Although these shoes are marketed as a “training and all purpose shoe”, I can’t imagine doing anything other than running in them. Perhaps my “training” encompasses a larger variety than what Newton expects from the average runner, but the lug does make them feel slightly awkward and unbalanced when NOT running.
The fit of the Newton Fate is comfortable. A sufficient, but not overly wide, toe-box allows for some natural splaying of the toes and forefoot. The upper is cushioned just enough to provide a snug fit and prevent against any chafing, but isn’t overly built up. The sole flexible and far from stiff, as often experienced in a neutral shoe.
As with the majority of the Newton Running line, the aesthetics of the Fate are, in my opinion, awesome. My philosophy is “the brighter the better”, and the Fate does not disappoint. The women’s model is available in a neon green and fuchsia color scheme, the men’s model yellow and orange. Both the large Newton logo and the heel design are made of a highly reflective material, which provides added safety in the dawn/dusk/dark hours.
As you’ve probably noticed, I’ve sufficiently beat these shoes up. Yet other than dirt, there are no tears, no wear marks, nothing fraying.
At an MSRP of $129, the cost of this particular model is more in line with the running shoe industry average cost than many of the other Newton models, which range from $150-$175.
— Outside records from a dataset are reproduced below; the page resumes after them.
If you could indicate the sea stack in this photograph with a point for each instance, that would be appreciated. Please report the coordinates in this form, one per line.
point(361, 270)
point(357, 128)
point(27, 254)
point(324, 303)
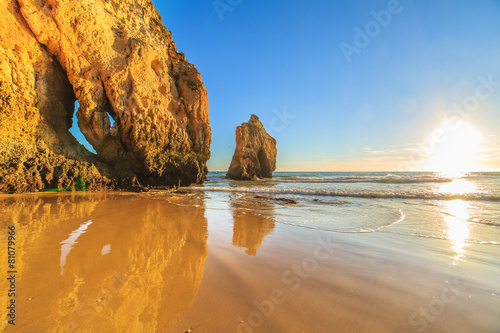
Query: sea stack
point(120, 63)
point(255, 154)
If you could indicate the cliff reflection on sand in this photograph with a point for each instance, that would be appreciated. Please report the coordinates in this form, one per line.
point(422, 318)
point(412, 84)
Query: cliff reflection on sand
point(146, 281)
point(253, 221)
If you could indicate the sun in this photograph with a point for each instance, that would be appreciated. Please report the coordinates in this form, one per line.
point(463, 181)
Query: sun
point(458, 150)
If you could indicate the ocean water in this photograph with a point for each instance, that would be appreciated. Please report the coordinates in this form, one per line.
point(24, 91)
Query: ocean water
point(463, 209)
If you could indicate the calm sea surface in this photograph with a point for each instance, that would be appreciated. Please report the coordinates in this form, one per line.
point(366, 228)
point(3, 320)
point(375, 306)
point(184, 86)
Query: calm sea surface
point(464, 209)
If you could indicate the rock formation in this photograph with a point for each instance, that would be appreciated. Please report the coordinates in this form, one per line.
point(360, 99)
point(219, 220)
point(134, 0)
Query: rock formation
point(118, 60)
point(255, 153)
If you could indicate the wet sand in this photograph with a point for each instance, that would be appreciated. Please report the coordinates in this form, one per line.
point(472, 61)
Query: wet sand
point(162, 262)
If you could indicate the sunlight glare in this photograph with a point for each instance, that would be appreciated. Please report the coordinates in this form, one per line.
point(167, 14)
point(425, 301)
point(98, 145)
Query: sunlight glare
point(457, 223)
point(458, 152)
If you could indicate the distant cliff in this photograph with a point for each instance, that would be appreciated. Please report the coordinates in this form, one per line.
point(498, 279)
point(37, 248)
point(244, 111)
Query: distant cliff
point(255, 153)
point(118, 60)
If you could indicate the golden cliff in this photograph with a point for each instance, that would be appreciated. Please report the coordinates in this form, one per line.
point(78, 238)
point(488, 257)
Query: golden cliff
point(255, 153)
point(118, 60)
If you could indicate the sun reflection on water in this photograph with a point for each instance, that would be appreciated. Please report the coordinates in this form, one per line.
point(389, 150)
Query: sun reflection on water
point(457, 214)
point(458, 227)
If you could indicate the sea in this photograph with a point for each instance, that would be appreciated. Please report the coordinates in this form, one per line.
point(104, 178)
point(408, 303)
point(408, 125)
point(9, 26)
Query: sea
point(461, 208)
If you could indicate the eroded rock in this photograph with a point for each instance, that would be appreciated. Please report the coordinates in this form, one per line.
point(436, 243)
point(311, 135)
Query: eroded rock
point(118, 60)
point(255, 153)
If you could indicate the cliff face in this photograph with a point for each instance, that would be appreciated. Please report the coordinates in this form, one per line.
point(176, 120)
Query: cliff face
point(255, 153)
point(119, 61)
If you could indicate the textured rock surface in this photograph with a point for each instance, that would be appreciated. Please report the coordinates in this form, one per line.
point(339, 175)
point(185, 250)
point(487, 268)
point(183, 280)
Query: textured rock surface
point(255, 153)
point(119, 61)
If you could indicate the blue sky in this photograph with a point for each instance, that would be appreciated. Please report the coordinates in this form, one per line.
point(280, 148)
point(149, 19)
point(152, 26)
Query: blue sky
point(374, 110)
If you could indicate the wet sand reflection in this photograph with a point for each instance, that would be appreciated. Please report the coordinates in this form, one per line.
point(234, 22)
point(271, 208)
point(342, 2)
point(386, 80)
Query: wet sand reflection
point(115, 263)
point(253, 220)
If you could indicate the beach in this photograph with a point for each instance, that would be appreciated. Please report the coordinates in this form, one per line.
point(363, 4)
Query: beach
point(232, 257)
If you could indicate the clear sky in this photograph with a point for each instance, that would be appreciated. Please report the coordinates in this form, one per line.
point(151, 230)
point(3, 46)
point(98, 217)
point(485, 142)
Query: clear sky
point(344, 86)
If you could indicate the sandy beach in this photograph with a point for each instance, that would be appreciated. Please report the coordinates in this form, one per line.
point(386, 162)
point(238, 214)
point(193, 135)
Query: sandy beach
point(164, 262)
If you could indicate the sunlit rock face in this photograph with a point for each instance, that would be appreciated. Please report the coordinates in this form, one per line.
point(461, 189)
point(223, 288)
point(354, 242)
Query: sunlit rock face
point(255, 153)
point(118, 60)
point(107, 264)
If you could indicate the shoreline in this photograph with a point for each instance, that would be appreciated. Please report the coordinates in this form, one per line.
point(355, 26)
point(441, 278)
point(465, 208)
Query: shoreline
point(193, 261)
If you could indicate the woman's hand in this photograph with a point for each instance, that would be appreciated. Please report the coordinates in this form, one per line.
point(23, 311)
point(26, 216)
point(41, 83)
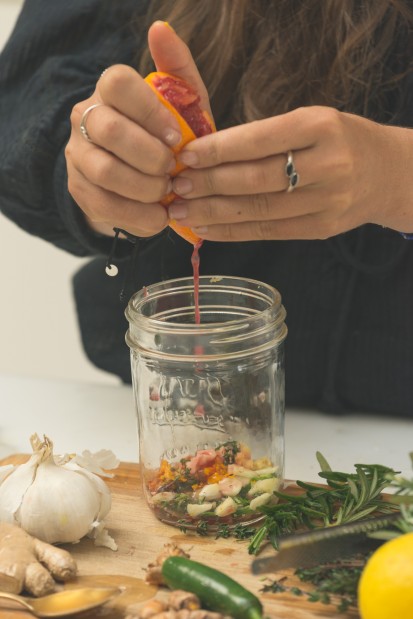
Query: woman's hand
point(351, 170)
point(119, 177)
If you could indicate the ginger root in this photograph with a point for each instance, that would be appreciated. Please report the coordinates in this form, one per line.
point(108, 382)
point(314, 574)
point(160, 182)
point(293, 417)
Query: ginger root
point(178, 605)
point(154, 570)
point(27, 563)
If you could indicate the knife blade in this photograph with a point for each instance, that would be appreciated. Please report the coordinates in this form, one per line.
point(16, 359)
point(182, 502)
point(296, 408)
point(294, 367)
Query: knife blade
point(326, 544)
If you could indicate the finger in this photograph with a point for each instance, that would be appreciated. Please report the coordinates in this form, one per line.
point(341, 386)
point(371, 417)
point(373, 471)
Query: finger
point(103, 169)
point(122, 88)
point(258, 207)
point(252, 177)
point(172, 55)
point(102, 206)
point(131, 143)
point(306, 227)
point(299, 129)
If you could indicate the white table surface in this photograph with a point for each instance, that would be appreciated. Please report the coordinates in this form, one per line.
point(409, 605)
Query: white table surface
point(78, 416)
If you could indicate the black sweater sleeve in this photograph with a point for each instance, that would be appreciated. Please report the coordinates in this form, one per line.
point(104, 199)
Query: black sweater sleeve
point(52, 60)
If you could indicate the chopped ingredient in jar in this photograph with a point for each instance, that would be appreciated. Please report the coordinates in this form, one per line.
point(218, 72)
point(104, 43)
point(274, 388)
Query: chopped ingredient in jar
point(217, 485)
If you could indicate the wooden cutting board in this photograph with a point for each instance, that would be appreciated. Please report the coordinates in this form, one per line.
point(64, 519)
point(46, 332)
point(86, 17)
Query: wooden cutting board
point(141, 537)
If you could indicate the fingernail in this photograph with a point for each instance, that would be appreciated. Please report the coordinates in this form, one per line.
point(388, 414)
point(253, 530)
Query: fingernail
point(200, 230)
point(172, 137)
point(178, 211)
point(181, 186)
point(189, 158)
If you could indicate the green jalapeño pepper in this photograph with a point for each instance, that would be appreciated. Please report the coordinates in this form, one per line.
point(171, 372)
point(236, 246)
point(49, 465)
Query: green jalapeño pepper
point(215, 590)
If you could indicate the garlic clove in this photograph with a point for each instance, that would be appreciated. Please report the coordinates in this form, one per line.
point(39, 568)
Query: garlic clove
point(5, 471)
point(99, 486)
point(14, 487)
point(68, 517)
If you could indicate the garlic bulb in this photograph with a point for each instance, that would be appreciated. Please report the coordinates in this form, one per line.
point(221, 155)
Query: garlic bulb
point(56, 500)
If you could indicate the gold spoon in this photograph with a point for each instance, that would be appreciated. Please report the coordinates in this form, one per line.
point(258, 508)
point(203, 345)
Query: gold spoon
point(65, 602)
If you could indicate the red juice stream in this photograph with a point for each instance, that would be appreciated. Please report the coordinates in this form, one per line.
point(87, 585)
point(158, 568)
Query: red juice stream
point(195, 267)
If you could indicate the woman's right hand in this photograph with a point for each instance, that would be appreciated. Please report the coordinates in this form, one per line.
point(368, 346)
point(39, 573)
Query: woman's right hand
point(119, 177)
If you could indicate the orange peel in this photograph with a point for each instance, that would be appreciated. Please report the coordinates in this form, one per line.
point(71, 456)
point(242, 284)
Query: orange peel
point(171, 90)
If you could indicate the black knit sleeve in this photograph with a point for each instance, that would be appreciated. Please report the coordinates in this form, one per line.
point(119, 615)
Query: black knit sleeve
point(52, 60)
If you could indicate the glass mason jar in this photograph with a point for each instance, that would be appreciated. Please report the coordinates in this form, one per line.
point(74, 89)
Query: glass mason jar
point(209, 398)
In conclusion, I would highly recommend the Newton Fate as a road running shoe for:
- Anyone who has wanted to try the Newton Running line, but has been hesitant to do so. The low profile of the lug and sole offers a great opportunity to ease into the Newton technology.
- Those who HAVE tried the Newton Running line, enjoyed it, but felt the forefoot lugs were a bit TOO much for their running preference.
Have any questions regarding this shoe? Comment below, I’ll be happy to try and answer!
Disclosure: Newton provided me with a pair of Fate’s for review at no cost to me; as always, all opinions stated are my own.